On the face of it, Henan Yuguang Gold&LeadLtd's net debt to EBITDA left us tentative about the stock, and its conversion of EBIT to free cash flow was no more enticing than the one empty restaurant on the busiest night of the year. But on the bright side, its EBIT growth rate is a good sign, and makes us more optimistic. Looking at the balance sheet and taking into account all these factors, we do believe that debt is making Henan Yuguang Gold&LeadLtd stock a bit risky. Some people like that sort of risk, but we're mindful of the potential pitfalls, so we'd probably prefer it carry less debt. The balance sheet is clearly the area to focus on when you are analysing debt. However, not all investment risk resides within the balance sheet - far from it.
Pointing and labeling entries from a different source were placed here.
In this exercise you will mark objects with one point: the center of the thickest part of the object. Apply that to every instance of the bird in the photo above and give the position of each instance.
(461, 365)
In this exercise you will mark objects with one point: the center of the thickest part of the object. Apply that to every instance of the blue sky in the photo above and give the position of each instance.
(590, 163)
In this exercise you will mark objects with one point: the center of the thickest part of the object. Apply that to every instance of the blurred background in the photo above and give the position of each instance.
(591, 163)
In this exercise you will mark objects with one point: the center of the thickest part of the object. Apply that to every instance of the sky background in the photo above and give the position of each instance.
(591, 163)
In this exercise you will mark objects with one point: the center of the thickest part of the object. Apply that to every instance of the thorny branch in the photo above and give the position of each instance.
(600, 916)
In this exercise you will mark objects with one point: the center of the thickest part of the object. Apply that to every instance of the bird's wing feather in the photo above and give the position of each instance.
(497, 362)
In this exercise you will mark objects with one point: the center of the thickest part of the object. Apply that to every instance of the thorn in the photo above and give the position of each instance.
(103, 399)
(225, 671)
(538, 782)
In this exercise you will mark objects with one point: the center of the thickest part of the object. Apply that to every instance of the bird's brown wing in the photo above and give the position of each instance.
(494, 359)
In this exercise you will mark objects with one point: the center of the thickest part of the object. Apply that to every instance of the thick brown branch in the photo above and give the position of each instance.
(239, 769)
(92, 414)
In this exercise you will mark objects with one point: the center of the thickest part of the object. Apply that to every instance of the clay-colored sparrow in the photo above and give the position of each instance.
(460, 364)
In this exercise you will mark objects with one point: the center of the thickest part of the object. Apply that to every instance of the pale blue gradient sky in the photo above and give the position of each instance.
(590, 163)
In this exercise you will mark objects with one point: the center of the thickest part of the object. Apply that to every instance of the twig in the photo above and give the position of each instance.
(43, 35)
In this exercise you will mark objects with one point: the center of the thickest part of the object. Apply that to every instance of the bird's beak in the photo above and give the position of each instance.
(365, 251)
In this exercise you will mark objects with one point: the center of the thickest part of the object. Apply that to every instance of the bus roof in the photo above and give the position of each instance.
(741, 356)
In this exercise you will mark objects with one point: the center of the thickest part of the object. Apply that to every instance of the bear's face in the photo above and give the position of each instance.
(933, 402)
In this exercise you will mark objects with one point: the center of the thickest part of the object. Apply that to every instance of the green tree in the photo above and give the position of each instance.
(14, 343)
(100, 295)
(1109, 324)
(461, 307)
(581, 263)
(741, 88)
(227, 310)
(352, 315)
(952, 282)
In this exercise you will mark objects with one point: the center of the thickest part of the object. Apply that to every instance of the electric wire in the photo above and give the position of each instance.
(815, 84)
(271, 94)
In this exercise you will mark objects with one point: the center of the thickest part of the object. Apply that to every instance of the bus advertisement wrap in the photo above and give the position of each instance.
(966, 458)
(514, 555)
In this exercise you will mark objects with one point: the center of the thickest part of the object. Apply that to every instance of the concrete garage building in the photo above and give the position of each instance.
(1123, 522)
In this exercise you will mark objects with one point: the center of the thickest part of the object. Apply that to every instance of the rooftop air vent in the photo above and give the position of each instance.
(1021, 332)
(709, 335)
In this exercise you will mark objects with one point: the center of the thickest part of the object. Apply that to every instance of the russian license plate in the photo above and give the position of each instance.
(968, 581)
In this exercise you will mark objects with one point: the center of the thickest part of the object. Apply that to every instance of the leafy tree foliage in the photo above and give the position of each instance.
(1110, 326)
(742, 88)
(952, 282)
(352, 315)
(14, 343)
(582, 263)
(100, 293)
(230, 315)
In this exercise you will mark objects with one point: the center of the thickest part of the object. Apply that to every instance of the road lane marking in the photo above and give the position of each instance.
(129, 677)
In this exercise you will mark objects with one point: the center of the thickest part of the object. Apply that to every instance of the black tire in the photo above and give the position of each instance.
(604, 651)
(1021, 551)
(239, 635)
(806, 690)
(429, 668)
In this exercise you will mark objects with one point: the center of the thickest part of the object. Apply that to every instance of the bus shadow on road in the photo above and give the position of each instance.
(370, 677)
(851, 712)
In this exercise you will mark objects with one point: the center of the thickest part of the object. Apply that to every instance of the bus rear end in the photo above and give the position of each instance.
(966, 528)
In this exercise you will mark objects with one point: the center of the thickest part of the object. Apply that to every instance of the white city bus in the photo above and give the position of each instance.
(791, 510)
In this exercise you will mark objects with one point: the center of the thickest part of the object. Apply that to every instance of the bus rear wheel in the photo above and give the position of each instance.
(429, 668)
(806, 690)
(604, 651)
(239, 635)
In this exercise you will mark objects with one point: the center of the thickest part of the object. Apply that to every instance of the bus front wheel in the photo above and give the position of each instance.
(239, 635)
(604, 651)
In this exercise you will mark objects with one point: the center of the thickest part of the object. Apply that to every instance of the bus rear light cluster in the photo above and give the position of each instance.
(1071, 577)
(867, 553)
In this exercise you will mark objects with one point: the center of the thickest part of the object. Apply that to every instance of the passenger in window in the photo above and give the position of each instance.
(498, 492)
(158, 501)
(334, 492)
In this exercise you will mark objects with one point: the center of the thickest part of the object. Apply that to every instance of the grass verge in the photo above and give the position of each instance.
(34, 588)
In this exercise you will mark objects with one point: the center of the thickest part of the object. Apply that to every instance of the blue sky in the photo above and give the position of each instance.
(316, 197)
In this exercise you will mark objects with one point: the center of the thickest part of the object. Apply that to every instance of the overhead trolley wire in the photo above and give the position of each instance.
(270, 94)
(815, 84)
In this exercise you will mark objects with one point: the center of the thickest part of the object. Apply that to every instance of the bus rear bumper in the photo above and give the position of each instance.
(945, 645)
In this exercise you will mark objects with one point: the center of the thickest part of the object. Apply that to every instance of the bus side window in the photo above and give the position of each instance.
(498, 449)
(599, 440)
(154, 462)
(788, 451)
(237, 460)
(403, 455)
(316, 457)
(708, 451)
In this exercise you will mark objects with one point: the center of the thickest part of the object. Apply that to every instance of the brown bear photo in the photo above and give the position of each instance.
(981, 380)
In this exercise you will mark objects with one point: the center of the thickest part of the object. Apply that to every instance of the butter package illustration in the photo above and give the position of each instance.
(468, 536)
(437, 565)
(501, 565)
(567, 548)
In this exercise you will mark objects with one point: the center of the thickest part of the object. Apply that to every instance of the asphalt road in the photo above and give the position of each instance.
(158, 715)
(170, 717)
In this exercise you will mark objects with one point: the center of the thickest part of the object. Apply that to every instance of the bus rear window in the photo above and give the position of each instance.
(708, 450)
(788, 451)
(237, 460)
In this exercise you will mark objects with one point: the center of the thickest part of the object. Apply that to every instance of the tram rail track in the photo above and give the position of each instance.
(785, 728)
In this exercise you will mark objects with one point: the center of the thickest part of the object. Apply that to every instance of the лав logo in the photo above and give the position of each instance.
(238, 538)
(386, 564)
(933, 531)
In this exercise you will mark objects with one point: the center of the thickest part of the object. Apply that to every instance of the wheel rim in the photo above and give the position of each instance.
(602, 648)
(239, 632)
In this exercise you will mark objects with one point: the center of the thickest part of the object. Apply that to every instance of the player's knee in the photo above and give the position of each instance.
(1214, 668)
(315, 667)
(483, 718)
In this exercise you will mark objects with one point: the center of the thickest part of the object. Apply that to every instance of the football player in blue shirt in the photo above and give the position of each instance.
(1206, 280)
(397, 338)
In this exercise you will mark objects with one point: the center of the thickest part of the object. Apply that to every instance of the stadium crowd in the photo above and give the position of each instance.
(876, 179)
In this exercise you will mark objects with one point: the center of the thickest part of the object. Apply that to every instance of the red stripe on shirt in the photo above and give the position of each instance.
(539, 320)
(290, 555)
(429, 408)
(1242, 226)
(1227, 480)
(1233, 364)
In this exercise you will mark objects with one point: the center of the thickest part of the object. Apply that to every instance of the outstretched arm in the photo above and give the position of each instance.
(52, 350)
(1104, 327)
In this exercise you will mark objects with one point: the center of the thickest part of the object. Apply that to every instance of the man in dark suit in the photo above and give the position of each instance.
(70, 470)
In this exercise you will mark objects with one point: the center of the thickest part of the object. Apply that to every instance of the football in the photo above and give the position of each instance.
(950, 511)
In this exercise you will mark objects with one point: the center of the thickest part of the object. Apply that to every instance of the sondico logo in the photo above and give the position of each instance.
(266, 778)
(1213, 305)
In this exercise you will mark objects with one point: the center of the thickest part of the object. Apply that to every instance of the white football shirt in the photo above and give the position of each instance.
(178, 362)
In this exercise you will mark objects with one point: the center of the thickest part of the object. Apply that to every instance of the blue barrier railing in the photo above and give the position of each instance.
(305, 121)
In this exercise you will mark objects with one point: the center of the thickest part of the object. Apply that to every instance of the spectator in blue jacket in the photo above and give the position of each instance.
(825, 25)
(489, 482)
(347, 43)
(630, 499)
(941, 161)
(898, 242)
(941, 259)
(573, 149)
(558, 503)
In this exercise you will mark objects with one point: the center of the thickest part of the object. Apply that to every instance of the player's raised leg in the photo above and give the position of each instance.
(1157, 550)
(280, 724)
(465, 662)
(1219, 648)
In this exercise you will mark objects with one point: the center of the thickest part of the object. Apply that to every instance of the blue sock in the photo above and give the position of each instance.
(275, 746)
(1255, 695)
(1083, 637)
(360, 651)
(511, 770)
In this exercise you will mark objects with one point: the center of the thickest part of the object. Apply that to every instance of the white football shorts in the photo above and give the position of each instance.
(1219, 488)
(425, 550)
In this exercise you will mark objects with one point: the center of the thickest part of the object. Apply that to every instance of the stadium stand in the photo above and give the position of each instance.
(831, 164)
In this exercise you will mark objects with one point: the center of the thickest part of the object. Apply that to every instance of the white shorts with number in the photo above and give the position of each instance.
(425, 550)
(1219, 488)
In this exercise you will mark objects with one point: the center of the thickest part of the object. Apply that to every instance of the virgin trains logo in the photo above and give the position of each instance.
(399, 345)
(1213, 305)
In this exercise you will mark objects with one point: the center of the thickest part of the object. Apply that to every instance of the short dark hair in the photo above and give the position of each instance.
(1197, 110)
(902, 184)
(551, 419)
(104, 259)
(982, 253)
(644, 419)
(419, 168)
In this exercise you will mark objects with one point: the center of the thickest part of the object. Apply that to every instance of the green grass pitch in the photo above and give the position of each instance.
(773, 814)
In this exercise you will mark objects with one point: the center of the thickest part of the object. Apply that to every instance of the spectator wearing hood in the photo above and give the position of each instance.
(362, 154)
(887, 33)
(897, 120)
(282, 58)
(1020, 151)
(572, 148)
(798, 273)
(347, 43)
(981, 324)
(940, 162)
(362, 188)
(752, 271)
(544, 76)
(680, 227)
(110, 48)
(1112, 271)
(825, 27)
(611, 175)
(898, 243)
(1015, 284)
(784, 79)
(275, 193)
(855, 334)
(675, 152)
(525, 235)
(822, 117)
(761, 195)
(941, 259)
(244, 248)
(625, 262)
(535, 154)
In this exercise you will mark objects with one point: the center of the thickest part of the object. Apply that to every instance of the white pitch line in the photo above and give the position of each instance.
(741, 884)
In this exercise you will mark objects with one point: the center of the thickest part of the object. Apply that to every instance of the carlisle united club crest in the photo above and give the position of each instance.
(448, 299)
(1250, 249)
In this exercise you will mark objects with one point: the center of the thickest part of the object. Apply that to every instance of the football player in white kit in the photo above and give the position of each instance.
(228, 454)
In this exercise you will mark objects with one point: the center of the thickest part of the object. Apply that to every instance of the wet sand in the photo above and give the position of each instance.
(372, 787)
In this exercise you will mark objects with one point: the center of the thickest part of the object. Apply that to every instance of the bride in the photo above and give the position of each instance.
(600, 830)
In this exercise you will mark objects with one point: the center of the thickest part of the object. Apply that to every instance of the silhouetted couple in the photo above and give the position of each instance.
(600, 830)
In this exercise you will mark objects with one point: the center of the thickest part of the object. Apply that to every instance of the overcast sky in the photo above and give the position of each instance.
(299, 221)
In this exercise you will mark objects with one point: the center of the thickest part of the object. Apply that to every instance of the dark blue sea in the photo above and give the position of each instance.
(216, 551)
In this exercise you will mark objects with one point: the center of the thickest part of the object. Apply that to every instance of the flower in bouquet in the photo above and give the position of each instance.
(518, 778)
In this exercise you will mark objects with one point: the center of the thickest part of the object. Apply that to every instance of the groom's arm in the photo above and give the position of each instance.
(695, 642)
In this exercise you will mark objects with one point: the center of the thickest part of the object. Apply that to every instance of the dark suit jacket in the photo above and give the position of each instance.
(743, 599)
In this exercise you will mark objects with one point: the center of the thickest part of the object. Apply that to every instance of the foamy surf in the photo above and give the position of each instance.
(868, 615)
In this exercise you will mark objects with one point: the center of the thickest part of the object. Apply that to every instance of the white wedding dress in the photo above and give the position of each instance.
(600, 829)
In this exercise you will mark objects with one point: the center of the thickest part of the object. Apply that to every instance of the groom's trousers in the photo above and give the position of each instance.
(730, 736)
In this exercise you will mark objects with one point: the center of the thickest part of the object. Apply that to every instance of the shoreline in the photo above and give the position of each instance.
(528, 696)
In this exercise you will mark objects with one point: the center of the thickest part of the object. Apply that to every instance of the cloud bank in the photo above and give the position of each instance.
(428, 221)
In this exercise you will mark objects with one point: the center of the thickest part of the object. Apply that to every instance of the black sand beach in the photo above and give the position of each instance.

Case in point: We've spotted 2 warning signs for Henan Yuguang Gold&LeadLtd you should be aware of, and 1 of them is a bit unpleasant.

If, after all that, you're more interested in a fast growing company with a rock-solid balance sheet, then check out our list of net cash growth stocks without delay.

Have feedback on this article? Concerned about the content? Get in touch with us directly. Alternatively, email editorial-team (at) simplywallst.com.
This article by Simply Wall St is general in nature. We provide commentary based on historical data and analyst forecasts only using an unbiased methodology and our articles are not intended to be financial advice. It does not constitute a recommendation to buy or sell any stock, and does not take account of your objectives, or your financial situation. We aim to bring you long-term focused analysis driven by fundamental data. Note that our analysis may not factor in the latest price-sensitive company announcements or qualitative material. Simply Wall St has no position in any stocks mentioned.